In recent years I have come to learn that the devil is often in the detail when it comes to Labour Budgets. Rarely is the detail disclosed in what the Chancellor says on the floor of the House of Commons.
Yesterday was no exception.
By freezing the individual personal allowance (the amount every taxpayer is permitted to earn before they start to pay income tax) every taxpayer is £48 a year worse off and £96 a year worse off for a married couple (or indeed an unmarried couple!)
The size of the deficit is now so great that the Government will have to borrow more this year and next year than the entire receipts from income tax! Astonishing.
Wrong!
The freezing of personal allowances was announced in the pre-budget report (PBR), not hidden in this budget.

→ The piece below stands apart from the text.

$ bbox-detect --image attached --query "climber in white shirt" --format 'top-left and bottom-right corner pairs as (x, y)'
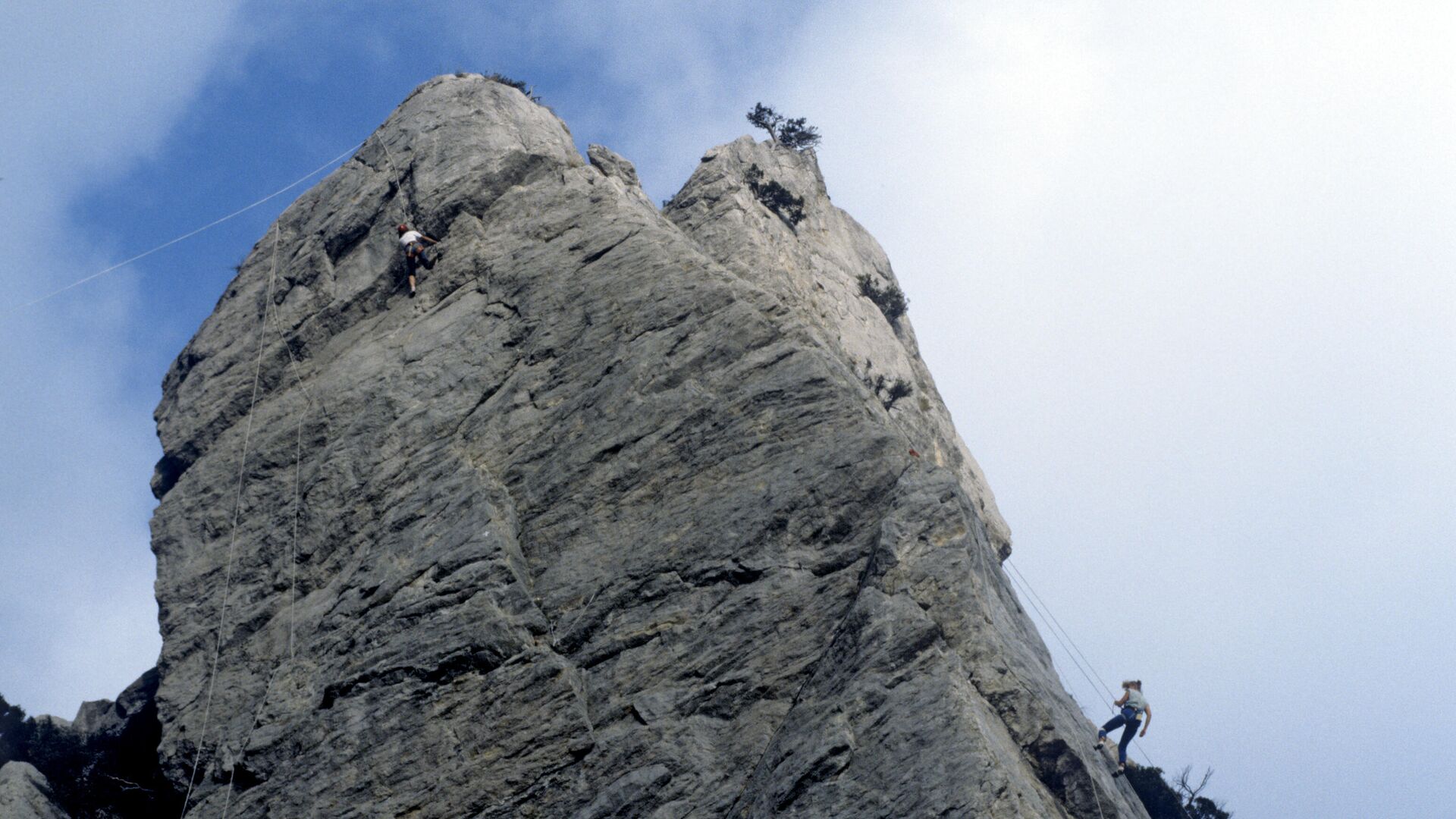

For some time personal allowances have been indexed to the RPI of the September prior to the PBR. The RPI September 2009 was actually negative.
I know this is all very technical and beyond your pay grade, seeing as your job is kissing babies and regurgitating central office press releases, but at the very least you should acknowledge that calling for the raising of personal allowances is not compatible with your being appalled by the size of the PSBR.
If you are really keen to raise personal allowances, vote Liberal Democrat!
Hi Ewan,
Thanks for your comment. I think most people will be looking at the inflation rate now rather than some months ago.
David
You are not ‘most people’. You are aspiring to high office. You should know that the announcement of personal allowances for 2010-2011 had already been made and as such failure to reiterate it in the budget speech was not particularly underhand. I hope you do, so you are just taking the cheap shot I am calling you on, rather than demonstrating ignorance.
Has George Osborne made any commitment to reform the budget process so that personal allowances are indexed closer to the budget?
A raise in personal allowances would cost the treasury £2.2 billion (Daily Telegraph 09/12/2009). ‘Most people’ knew we could not afford any unnecessary tax give aways.